Pemerintah memproyeksikan temuan cadangan gas raksasa di wilayah Kutai, Kalimantan Timur, dapat mulai berproduksi pada tahun 2028. Penemuan ini dinilai menjadi momentum strategis untuk memperkuat ketahanan energi nasional sekaligus menekan ketergantungan pada impor minyak mentah (crude).
Menteri Energi dan Sumber Daya Mineral (ESDM) Bahlil Lahadalia menyebutkan bahwa temuan di lepas pantai Kutai ini mencatatkan sejarah baru dalam kegiatan eksplorasi migas di Indonesia.
“Ini merupakan bagian dari sejarah proses eksplorasi dalam rangka mencari cadangan migas di negara kita,” ujar Bahlil dalam konferensi pers di Jakarta, Senin (20/4/2026).
Potensi Cadangan dan Target Produksi
Dua blok utama yang menjadi sorotan adalah Blok Geliga dengan potensi 5 triliun cubic feet (TCF) gas dan 300 juta barel kondensat, serta Blok Gula yang menyimpan potensi 2 TCF gas dan 75 juta barel kondensat.
“Total dari dua blok ini mencapai sekitar 7 triliun cubic feet gas,” kata Bahlil.
Dengan temuan tersebut, kapasitas produksi gas nasional diproyeksikan melonjak signifikan. Dari kisaran 600-700 MMSCFD saat ini, produksi diharapkan mencapai 2.000 MMSCFD pada 2028 dan meningkat hingga 3.000 MMSCFD pada 2030. Sementara itu, produksi kondensat ditargetkan menyentuh angka 150 ribu barel per hari pada tahun 2030.
Di tengah ketidakpastian geopolitik global yang mengganggu rantai pasok energi, pemerintah berkomitmen mengoptimalkan hasil temuan ini untuk kepentingan dalam negeri, terutama untuk mendukung program hilirisasi.

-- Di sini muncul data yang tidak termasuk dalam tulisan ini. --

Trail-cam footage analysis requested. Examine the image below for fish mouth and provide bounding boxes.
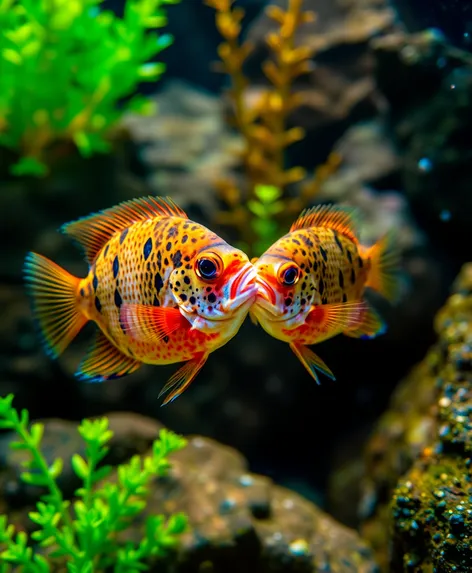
[221,261,259,320]
[251,276,287,322]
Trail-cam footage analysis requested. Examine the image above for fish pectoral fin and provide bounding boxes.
[307,300,369,336]
[159,354,208,406]
[75,330,142,382]
[343,302,387,339]
[290,343,336,384]
[120,304,191,342]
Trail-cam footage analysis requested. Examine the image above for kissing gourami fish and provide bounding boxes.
[24,197,257,404]
[250,205,399,382]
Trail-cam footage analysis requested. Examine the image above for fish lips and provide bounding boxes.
[222,262,259,318]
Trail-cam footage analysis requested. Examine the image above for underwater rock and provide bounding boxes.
[361,264,472,573]
[238,0,399,165]
[0,413,378,573]
[372,31,472,266]
[123,80,243,221]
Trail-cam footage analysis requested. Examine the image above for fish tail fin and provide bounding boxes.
[364,231,401,302]
[24,253,88,358]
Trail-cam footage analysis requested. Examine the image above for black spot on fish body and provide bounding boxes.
[167,225,177,239]
[120,228,129,245]
[300,235,313,249]
[143,237,152,261]
[172,251,182,269]
[351,267,356,285]
[113,255,120,279]
[154,273,164,294]
[115,288,123,308]
[320,246,328,263]
[333,231,344,253]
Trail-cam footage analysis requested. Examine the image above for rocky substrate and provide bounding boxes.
[361,264,472,573]
[0,413,378,573]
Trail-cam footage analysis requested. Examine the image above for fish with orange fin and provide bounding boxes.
[249,205,399,383]
[24,197,257,404]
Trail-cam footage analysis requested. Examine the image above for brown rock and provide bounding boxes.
[0,413,377,573]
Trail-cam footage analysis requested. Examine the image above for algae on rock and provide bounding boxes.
[362,264,472,573]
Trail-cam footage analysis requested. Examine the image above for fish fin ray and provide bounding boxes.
[75,330,142,382]
[290,343,336,384]
[363,231,401,302]
[23,252,88,358]
[159,354,208,406]
[307,300,368,336]
[60,195,187,264]
[343,303,387,339]
[120,304,187,342]
[290,201,359,244]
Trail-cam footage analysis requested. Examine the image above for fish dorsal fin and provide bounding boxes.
[290,205,359,243]
[60,195,187,264]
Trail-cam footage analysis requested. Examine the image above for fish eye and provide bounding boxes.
[195,253,223,281]
[278,263,300,286]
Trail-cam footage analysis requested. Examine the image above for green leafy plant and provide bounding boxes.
[247,185,284,255]
[0,395,187,573]
[0,0,180,176]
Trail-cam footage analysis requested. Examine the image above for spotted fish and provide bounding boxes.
[24,197,257,404]
[250,205,399,382]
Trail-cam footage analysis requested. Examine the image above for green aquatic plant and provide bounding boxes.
[204,0,342,255]
[0,395,187,573]
[0,0,180,175]
[244,185,284,253]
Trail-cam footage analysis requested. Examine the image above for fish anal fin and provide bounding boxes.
[361,231,401,302]
[24,253,88,358]
[307,300,369,336]
[343,303,387,339]
[290,343,336,384]
[75,330,142,382]
[290,201,359,244]
[120,304,191,342]
[159,353,208,406]
[60,195,187,264]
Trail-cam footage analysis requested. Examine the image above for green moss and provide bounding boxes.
[0,0,179,175]
[363,265,472,573]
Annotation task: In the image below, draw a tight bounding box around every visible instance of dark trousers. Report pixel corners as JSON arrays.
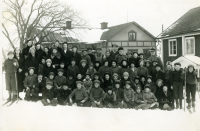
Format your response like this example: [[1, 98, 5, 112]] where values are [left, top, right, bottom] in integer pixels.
[[173, 81, 183, 107], [186, 83, 196, 103]]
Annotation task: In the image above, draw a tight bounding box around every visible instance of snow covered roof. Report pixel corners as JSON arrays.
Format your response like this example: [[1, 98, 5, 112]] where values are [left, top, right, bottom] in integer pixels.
[[172, 55, 200, 69]]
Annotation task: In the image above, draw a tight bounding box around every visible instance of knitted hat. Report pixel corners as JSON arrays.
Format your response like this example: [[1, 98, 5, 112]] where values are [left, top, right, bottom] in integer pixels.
[[28, 67, 35, 71], [80, 59, 87, 64], [123, 72, 129, 76], [46, 59, 52, 63], [46, 81, 53, 86], [8, 51, 14, 55], [93, 80, 101, 84], [49, 72, 55, 75], [76, 81, 83, 84], [57, 69, 64, 73]]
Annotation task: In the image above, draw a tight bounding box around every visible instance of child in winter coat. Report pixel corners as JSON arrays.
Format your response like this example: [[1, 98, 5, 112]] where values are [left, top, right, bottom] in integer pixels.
[[158, 85, 173, 111], [69, 81, 88, 106], [170, 63, 184, 109], [143, 85, 159, 109], [42, 82, 59, 106], [24, 67, 37, 101], [4, 51, 19, 101], [146, 75, 157, 95], [35, 74, 45, 101], [54, 69, 67, 89], [113, 80, 124, 109], [185, 65, 197, 109], [90, 80, 104, 108], [124, 81, 135, 109], [103, 86, 116, 108], [58, 83, 72, 105], [135, 86, 149, 110], [86, 63, 97, 79]]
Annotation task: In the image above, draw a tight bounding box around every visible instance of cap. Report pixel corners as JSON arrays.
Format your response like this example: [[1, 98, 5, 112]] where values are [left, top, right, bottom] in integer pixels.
[[28, 67, 35, 71], [57, 69, 64, 73], [93, 80, 101, 84], [8, 51, 14, 55], [46, 59, 52, 63]]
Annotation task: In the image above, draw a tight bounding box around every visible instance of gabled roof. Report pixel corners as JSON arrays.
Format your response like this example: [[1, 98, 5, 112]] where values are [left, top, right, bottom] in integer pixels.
[[101, 21, 155, 40], [160, 6, 200, 37]]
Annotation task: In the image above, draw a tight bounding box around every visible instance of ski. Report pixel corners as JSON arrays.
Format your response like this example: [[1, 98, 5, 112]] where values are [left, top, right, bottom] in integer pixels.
[[7, 100, 16, 107], [2, 100, 11, 106]]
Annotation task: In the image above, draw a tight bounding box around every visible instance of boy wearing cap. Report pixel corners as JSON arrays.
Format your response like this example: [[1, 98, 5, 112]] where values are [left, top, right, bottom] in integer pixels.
[[69, 81, 88, 106], [44, 59, 55, 78], [115, 47, 127, 66], [67, 59, 79, 78], [54, 69, 66, 89], [170, 63, 184, 109], [113, 80, 124, 109], [90, 80, 104, 108], [3, 51, 19, 101], [58, 83, 72, 105], [24, 67, 37, 101], [79, 59, 88, 76], [135, 86, 149, 110], [103, 86, 116, 108], [143, 85, 159, 109], [124, 81, 135, 109], [41, 82, 59, 106], [186, 65, 197, 109]]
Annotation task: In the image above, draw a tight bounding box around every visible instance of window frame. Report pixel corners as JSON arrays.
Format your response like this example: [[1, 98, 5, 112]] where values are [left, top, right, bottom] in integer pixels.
[[184, 37, 195, 55], [168, 39, 178, 56], [128, 30, 137, 41]]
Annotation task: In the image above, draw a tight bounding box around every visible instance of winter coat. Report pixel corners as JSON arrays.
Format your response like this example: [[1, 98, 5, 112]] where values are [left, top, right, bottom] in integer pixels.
[[69, 88, 88, 101], [72, 52, 82, 66], [61, 50, 72, 67], [67, 65, 79, 78], [24, 74, 37, 88], [113, 88, 124, 102], [99, 66, 111, 78], [143, 91, 157, 104], [90, 87, 104, 102], [137, 67, 149, 77], [42, 89, 59, 101], [54, 76, 67, 87]]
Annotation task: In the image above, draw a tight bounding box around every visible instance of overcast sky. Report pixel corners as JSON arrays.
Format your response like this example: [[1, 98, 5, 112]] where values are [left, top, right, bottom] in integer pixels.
[[2, 0, 200, 47]]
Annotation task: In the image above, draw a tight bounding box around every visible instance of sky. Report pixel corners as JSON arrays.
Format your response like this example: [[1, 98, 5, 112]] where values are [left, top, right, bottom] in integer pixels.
[[1, 0, 200, 47]]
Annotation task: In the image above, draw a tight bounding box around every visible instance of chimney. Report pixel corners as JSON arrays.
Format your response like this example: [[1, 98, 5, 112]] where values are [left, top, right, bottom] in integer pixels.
[[101, 22, 108, 30]]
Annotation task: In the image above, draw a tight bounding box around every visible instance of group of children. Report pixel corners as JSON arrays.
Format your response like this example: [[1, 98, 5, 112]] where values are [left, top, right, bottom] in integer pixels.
[[4, 40, 197, 110]]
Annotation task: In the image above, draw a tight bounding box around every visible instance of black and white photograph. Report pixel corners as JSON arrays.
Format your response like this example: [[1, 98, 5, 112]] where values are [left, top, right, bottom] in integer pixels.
[[0, 0, 200, 131]]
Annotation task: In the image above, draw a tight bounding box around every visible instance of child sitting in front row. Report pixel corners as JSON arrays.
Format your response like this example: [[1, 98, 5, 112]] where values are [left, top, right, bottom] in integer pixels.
[[42, 82, 59, 106], [24, 67, 37, 101]]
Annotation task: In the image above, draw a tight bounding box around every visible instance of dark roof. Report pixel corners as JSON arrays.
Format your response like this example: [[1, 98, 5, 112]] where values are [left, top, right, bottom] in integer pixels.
[[101, 21, 155, 40], [161, 7, 200, 37]]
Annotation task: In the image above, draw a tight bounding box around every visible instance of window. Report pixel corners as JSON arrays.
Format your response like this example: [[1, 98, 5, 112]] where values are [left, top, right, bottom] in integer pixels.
[[128, 30, 136, 41], [169, 39, 177, 56], [185, 37, 195, 55]]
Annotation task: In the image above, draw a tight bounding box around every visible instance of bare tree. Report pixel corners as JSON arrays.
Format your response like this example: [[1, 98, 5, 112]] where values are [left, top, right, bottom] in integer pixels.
[[2, 0, 87, 48]]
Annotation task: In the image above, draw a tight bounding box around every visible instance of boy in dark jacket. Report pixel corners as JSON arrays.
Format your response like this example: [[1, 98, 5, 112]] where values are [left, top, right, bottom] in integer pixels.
[[42, 82, 59, 106], [69, 81, 88, 106], [113, 80, 124, 109], [124, 81, 135, 109], [58, 83, 72, 105], [103, 86, 116, 108], [4, 51, 19, 101], [158, 85, 173, 111], [90, 80, 104, 108], [24, 67, 37, 101], [170, 63, 184, 109]]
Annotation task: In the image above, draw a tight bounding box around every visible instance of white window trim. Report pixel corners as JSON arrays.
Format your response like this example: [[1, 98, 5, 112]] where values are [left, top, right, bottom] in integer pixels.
[[184, 37, 195, 55], [168, 39, 178, 56]]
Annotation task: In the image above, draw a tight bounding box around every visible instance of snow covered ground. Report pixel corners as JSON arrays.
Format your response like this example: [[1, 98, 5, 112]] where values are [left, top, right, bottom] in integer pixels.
[[0, 91, 200, 131]]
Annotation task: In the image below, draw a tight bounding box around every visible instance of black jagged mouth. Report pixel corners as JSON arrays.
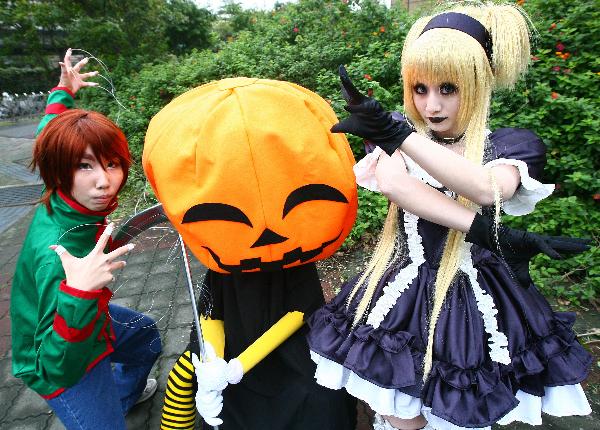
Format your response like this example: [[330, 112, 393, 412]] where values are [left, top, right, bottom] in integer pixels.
[[203, 231, 342, 273], [427, 116, 448, 124]]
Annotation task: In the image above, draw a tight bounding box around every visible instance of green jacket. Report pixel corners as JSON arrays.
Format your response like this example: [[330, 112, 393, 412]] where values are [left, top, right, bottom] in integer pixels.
[[10, 90, 114, 398]]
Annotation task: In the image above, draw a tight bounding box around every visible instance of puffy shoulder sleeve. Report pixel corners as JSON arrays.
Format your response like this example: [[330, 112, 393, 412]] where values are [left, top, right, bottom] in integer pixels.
[[486, 128, 554, 215]]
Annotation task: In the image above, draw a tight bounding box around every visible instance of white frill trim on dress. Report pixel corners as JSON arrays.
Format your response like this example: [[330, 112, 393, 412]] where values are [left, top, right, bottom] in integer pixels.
[[310, 351, 422, 419], [459, 242, 511, 365], [310, 351, 592, 430], [485, 158, 554, 216], [367, 211, 425, 328]]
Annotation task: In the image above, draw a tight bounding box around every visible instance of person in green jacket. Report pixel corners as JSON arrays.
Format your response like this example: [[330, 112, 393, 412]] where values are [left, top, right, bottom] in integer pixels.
[[10, 49, 161, 430]]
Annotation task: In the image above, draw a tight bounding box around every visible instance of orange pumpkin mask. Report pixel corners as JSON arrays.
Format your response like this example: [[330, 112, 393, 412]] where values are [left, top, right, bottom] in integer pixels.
[[142, 78, 357, 273]]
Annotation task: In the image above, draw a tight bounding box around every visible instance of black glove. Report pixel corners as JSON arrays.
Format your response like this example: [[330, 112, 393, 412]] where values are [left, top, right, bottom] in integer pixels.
[[331, 66, 414, 155], [465, 213, 590, 288]]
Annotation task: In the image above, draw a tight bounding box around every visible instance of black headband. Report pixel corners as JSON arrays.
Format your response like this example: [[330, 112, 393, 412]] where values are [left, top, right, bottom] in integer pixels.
[[421, 12, 492, 65]]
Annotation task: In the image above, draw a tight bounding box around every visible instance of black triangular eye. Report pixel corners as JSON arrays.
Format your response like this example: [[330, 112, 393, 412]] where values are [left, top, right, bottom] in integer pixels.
[[181, 203, 252, 227], [282, 184, 348, 218]]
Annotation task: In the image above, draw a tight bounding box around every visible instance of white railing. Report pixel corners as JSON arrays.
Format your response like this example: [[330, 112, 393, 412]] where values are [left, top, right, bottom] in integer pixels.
[[0, 92, 47, 120]]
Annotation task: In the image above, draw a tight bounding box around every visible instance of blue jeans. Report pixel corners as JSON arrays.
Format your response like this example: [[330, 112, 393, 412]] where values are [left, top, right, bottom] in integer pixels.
[[47, 305, 161, 430]]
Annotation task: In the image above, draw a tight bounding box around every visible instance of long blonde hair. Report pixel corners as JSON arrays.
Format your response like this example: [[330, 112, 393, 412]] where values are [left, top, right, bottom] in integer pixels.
[[349, 3, 530, 379]]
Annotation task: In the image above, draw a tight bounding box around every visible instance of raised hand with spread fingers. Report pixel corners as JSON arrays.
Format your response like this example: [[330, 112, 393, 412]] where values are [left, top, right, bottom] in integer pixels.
[[50, 223, 134, 291], [58, 48, 98, 94]]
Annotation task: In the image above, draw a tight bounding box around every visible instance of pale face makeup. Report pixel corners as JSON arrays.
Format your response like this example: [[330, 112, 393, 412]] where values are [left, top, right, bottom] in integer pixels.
[[71, 146, 124, 211], [412, 82, 461, 138]]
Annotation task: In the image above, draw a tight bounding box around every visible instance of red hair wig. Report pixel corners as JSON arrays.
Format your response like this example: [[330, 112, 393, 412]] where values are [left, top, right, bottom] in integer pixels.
[[31, 109, 131, 211]]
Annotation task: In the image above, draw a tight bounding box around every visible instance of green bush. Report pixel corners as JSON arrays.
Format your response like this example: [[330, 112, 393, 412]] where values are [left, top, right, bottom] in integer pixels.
[[85, 0, 600, 304]]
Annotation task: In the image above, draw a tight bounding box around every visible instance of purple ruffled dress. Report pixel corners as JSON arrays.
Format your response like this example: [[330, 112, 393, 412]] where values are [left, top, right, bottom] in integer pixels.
[[308, 128, 591, 430]]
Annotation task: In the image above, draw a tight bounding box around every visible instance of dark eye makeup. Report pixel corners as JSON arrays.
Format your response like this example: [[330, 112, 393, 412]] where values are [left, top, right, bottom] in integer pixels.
[[414, 84, 427, 94], [440, 82, 458, 95]]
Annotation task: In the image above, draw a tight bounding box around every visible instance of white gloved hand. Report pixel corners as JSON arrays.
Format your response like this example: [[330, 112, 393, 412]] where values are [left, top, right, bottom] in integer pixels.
[[192, 342, 244, 426], [196, 389, 223, 426]]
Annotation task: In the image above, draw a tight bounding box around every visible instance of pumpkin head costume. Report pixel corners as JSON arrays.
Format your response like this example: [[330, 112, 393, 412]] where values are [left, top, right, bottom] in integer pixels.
[[143, 78, 357, 429]]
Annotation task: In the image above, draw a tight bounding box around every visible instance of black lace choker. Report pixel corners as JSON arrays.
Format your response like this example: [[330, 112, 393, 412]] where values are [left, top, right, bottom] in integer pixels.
[[429, 132, 465, 145]]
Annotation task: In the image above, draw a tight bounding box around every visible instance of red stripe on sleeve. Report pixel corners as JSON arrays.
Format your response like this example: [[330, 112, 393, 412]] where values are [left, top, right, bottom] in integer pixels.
[[46, 103, 68, 114], [50, 87, 75, 98], [52, 312, 100, 342]]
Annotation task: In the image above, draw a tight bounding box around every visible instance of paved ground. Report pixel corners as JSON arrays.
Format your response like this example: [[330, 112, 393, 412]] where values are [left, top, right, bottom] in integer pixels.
[[0, 119, 600, 430]]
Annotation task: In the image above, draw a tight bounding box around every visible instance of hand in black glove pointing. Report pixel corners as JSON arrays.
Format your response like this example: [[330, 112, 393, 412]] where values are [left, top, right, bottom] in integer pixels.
[[331, 66, 414, 155], [465, 214, 590, 288]]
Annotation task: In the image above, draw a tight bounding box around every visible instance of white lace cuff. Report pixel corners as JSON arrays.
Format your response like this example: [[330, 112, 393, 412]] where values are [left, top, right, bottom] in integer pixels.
[[485, 158, 554, 216], [353, 147, 383, 193]]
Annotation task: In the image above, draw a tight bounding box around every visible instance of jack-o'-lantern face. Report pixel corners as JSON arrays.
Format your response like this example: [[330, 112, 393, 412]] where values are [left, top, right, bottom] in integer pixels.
[[143, 78, 357, 273]]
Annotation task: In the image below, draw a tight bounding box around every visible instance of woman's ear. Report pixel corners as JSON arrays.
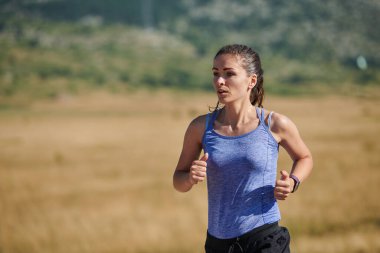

“Gas ini kita dorong untuk kebutuhan domestik dan hilirisasi, sekaligus menekan impor crude,” tegas Bahlil.
Saat ini, Indonesia masih menghadapi tantangan besar karena konsumsi minyak mencapai 1,6 juta barel per hari, sedangkan lifting nasional masih berada di kisaran 605-610 ribu barel per hari. Sesuai arahan Presiden Prabowo Subianto, pemerintah menargetkan lifting migas naik menjadi 900 ribu hingga 1 juta barel per hari pada 2030.
Untuk memastikan proyek berjalan sesuai jadwal, Kementerian ESDM telah membentuk tim khusus guna mengawal proses perizinan hingga konstruksi fasilitas produksi. Bahlil menekankan bahwa pemerintah tidak akan mentoleransi adanya hambatan birokrasi dalam proyek strategis ini.
“Tidak ada kata memperlambat, hanya ada satu kata: mempercepat,” ujarnya.
Selain fokus pada gas bumi, pemerintah juga membuka peluang pembangunan industri LPG di Kalimantan Timur jika kandungan C3 dan C4 pada lapangan tersebut mencukupi. Meski prioritas utama adalah pasar domestik, sekitar 28–30 persen produksi gas tetap dialokasikan untuk ekspor guna menjaga komitmen kontrak internasional.
Proyek yang melibatkan perusahaan energi asal Italia, Eni S.p.A., ini kini telah memasuki tahap tender infrastruktur utama. Pemerintah optimistis target onstream atau mulai mengalirkan gas pada 2028 sangat realistis untuk dicapai.
“Ini bukan sekadar penemuan, tapi fondasi menuju kemandirian energi nasional,” pungkas Bahlil.